Sketching functions of the form y=xf(x)

for part (b) you're stretching the function parallel to the y axis by a factor of x. I think this would mean the horizontal asymptote would then be y=2x? Not sure what other points you'd have to include

An example of a question would be this:

For part (a), my thinking process goes something like this:

We know there are vertical asymptotes at $x= 0, 2$.


Considering the branch of the graph at $x<0$, we can see the graph of $y = \frac{1}{f(x)}$ would have a horizontal asymptote at $y=\frac{1}{2}$ and would continually increase with a vertical asymptote at $x=0$.

Considering the branch of the graph for $0 < x < 2$ we see that there will a negative maximum point, since the original function $f(x)$ has a minimum negative point, and hence the reciprocal will produce a maximum negative point. The graph will then be concave down.

Considering the branch of the graph for $x > 2$, we see the orignal function is increasing for those values of $x$, starting out small and positive before becoming big and positive as x tends to infinity This means that the reciprocal will start out big and positive before gradually moving onto becoming small and positive as x tends to infinity.

Leading to this graph:


I was hoping if someone could share their thinking process behind sketching the function $y=xf(x)$, in as much date as possible, thank you!
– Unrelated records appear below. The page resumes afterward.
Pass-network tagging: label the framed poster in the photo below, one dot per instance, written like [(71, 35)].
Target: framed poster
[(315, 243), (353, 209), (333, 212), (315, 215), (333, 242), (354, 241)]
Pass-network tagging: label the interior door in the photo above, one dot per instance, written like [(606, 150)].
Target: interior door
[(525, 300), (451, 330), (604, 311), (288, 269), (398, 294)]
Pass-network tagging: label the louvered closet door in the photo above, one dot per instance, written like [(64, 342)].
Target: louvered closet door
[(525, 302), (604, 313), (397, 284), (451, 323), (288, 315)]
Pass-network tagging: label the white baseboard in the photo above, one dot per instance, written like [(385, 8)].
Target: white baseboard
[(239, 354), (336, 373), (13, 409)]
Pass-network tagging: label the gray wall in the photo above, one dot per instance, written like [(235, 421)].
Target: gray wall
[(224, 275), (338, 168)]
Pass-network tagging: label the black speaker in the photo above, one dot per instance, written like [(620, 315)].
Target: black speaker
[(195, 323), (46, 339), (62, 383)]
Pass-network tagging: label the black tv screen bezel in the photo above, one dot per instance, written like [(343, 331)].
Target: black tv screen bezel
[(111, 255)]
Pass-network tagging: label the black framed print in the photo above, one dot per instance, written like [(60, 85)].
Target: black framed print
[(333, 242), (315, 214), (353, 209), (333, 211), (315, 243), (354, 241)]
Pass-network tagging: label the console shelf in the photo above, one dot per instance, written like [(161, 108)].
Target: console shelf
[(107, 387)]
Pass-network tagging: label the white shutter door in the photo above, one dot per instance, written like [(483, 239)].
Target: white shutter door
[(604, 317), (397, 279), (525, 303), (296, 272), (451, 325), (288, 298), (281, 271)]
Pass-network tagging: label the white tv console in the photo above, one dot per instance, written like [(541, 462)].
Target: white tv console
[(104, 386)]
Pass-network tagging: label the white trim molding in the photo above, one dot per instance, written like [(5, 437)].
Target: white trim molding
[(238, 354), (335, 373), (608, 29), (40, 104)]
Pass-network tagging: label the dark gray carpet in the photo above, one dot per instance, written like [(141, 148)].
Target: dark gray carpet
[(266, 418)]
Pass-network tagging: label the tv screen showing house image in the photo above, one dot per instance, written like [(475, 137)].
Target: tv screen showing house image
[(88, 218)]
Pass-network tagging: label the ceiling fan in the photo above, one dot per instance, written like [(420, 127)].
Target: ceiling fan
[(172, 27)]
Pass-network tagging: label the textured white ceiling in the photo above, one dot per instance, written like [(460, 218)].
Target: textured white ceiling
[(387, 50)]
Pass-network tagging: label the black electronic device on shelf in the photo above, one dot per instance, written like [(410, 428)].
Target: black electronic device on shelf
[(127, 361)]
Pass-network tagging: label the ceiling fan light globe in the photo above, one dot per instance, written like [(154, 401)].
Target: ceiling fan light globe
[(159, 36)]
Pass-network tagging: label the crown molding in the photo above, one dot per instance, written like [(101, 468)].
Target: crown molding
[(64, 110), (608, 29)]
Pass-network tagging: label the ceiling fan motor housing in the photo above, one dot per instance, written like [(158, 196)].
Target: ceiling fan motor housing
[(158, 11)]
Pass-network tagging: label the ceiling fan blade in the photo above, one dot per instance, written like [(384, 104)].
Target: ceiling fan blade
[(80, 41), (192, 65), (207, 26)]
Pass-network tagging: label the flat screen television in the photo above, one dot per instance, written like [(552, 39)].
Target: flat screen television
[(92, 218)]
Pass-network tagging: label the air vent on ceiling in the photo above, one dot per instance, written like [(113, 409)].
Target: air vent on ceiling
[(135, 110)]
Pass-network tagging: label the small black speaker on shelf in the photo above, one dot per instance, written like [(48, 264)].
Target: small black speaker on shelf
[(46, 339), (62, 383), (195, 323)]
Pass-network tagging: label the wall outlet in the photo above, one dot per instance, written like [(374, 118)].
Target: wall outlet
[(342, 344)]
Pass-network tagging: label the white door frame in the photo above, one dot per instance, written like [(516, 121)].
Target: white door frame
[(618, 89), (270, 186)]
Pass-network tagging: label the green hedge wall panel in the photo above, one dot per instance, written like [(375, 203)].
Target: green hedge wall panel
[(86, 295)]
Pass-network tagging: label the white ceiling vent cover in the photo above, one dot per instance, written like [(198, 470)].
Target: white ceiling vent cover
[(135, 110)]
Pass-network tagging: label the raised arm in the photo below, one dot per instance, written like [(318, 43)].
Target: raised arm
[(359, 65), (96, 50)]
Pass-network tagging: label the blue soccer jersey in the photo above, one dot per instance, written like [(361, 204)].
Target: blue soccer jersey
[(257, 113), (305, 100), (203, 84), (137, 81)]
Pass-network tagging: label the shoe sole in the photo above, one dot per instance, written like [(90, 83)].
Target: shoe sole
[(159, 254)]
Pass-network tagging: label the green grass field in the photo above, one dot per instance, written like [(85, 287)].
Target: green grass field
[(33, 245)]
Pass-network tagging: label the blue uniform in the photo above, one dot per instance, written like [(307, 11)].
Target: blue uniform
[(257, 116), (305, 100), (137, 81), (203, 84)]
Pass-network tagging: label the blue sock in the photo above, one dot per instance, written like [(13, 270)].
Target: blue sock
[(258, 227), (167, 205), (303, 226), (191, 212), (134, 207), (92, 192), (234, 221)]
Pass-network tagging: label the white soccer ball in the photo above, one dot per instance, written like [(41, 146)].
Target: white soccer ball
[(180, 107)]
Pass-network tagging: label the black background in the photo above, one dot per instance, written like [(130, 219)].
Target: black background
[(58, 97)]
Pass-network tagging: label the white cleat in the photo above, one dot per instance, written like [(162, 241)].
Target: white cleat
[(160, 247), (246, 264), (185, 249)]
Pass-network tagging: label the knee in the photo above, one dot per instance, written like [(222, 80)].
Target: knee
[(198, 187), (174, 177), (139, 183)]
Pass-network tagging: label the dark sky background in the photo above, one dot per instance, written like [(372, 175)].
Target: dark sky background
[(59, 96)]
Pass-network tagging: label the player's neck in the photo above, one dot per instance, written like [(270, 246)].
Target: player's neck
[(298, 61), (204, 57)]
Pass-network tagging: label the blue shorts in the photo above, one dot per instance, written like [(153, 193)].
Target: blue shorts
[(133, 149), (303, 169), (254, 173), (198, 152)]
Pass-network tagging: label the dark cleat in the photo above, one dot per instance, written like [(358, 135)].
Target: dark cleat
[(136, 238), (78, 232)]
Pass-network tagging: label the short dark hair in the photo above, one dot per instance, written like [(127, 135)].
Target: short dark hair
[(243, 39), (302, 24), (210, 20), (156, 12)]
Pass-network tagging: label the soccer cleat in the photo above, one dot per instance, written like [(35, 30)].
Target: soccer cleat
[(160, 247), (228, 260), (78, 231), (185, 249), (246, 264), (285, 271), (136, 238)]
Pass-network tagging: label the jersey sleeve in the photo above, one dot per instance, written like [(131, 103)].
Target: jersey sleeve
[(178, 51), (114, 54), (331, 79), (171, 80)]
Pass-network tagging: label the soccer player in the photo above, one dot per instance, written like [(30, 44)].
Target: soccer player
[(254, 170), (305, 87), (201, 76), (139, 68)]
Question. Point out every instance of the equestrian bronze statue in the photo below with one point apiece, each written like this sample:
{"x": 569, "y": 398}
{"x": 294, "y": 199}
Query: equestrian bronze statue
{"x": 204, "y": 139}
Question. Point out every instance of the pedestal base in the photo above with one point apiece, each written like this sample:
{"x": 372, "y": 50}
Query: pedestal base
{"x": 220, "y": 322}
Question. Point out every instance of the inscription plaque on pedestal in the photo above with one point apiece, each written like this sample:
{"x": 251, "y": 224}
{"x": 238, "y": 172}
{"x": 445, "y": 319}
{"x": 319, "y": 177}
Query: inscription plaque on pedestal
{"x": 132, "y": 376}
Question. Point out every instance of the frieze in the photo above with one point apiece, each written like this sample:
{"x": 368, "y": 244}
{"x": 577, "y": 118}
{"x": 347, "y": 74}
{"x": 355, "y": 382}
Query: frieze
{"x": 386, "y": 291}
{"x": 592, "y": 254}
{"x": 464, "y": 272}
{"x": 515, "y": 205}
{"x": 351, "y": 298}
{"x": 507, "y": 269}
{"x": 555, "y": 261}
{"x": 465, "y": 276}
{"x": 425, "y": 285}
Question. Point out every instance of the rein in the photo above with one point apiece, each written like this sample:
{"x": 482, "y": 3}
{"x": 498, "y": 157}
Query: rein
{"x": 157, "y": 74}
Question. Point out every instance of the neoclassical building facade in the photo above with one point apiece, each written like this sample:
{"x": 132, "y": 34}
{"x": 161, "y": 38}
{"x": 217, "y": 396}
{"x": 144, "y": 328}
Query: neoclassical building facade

Wouldn't you only be able to stretch functions with constant factors, that is, how would you stretch a function with a factor that is constantly varying?

I think all you'd be able to do is show the transformation on the points you already have. Not sure apart from that though mate. Tried finding a mark scheme?

which exam is this question out of please?

It's from the IB exams, May 11, TZ2, paper 1, non-calc.

You'll find quite a few interesting questions to add to your collection if you peruse through their past papers!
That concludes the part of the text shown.